On the back of some recent discussions following an outage at one of the cloud vendors the usual rounds of discussions came up again about how companies need to think about how to use multiple cloud vendors etc etc. While I generally agree with this I think the real context of this is a much more complicated discussion and unfortunately for many organisations time is not sufficiently invested to come up with an appropriate strategy around this.
The idea here is that I can create a system that is resilient to an outage on my cloud provider if it is able to be hosted on multiple cloud providers at the same time.
In this article I wanted to put down some of my thoughts in this area and some of the things I think need to be considered.
What do you do on the cloud
Most organisations these days are hybrid based organisations with some applications in the cloud and some applications on premise. The first consideration to make is how well do you understand your application estate.
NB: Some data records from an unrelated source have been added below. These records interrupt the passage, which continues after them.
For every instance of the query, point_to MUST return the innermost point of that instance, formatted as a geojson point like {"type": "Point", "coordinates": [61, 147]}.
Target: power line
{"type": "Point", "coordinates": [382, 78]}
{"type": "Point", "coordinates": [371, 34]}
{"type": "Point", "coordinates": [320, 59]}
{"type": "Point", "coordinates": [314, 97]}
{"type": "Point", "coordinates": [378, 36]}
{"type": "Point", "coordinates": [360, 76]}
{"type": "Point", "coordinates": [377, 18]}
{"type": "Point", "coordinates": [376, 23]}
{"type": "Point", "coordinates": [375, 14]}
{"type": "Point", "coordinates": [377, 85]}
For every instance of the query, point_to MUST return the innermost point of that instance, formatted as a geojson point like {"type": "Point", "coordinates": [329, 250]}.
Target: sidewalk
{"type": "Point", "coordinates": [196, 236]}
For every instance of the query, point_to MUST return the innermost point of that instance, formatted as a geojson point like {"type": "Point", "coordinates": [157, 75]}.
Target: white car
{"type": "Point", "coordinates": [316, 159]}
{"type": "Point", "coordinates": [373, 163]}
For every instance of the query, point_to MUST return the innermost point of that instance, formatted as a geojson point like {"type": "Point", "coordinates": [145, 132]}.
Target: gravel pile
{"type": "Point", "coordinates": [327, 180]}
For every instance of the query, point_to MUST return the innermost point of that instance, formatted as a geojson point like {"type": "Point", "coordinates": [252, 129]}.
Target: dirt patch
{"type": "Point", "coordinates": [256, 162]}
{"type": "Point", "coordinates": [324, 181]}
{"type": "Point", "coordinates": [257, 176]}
If you have a good handle on your existing application estate and its capabilities then you are in a place to start considering what they offer and what constraints you may have in line with this strategy.
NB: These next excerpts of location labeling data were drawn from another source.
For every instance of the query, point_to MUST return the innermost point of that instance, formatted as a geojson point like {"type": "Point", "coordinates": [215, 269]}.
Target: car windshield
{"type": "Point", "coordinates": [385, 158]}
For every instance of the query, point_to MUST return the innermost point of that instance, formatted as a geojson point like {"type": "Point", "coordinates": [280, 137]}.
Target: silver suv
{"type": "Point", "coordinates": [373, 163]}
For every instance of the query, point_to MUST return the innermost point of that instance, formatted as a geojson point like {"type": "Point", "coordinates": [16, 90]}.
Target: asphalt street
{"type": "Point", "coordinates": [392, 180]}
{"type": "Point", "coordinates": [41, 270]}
If you do not understand your application estate well then you should probably take a step back and get a clear catalog of your applications and their capabilities otherwise you may make some bad decisions which you will not find out until much later when it could be more expensive.
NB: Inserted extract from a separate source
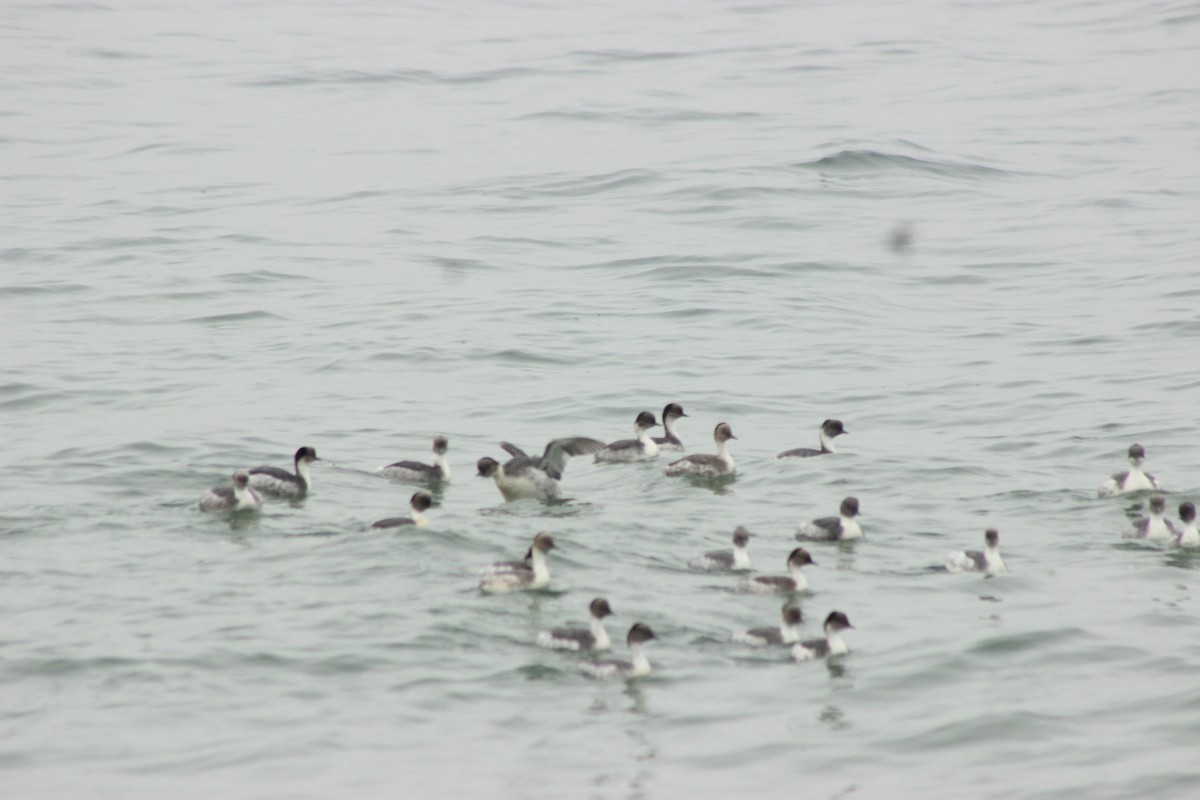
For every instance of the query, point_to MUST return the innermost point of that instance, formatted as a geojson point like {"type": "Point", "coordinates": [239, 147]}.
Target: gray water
{"type": "Point", "coordinates": [231, 230]}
How do you measure value of the strategy?
The measurement of how you define which applications you want to include in the scope of a strategy like this is very important. The costs of making an application highly available across regions and cloud vendors is likely to be quite expensive and you need to be clear on what value is gained by doing this to ensure that your strategy will add value. In an initiative like this there will also be many hidden costs that are not immediately obvious so it is not just as simple as adding the cost of compute per hour on 2 cloud platforms.
Some of the costs involved include:
- Running costs of both cloud platforms
- Additional deployment costs to deploy to both clouds
- Time and Effort
- Increased management and operations overhead
- Extra testing of the solutions for performance and functional testing on both clouds
- Extra time taken to troubleshoot issues
- Managing compatibility between your code and multiple clouds
- Managing your teams knowledge of both clouds and how to use them
- Additional cost for non production environments
- Additional vendor and account management costs
In addition to these costs you also need to understand the benefits for your application. Probably one of the most common ways is to workout how much money per hour your business loses per hour if your systems are down. In the case of your HR system you might only be losing the productivity cost of a small team of HR people but for your customer orders system a period of downtime may result in a whole call centre of people doing nothing and also a large set of your customers who are unable to make orders which could be significantly more expensive.
The difficult part of this is how to create a comparison between the two. To achieve this its best if you can create a per hour cost of the system being down versus a per year cost of the additional overhead of the highly available system. You could then workout how many hours of downtime per year would balance out the cost of the additional overhead of the multi-vendor solution. An example may look like:
$ lost per hour during downtime
$ cost per hour of multi-vendor solution
Hours downtime to break even
With this measurement approach its not easy to work out your costs but you need to have some numbers to justify a decision you might make. In the above example you can see that making the HR system highly available across vendor might be a lot cheaper than making the customer orders system but in the HR case we would need 1000 hours of downtime to justify the extra expense so it is probably a bad investment to use a multi-cloud strategy here.
One of the first things that comes up in discussions I have had in this space is the Reactive Manifesto which talks about system design to increase tolerance to faults. I think the aims of this project are good but I think its important to consider that building a reactive system and building a reactive enterprise are two very different things. The Reactive Manifesto is evolving and is something to keep an eye on for useful information which may help you in the design and implementation of your strategy, but it is important to remember that it is not a silver bullet to solve the problem.
If your interested in finding out more about reactive manifesto implemented with AWS and Azure check out Elton Stoneman’s Pluralsight course about this.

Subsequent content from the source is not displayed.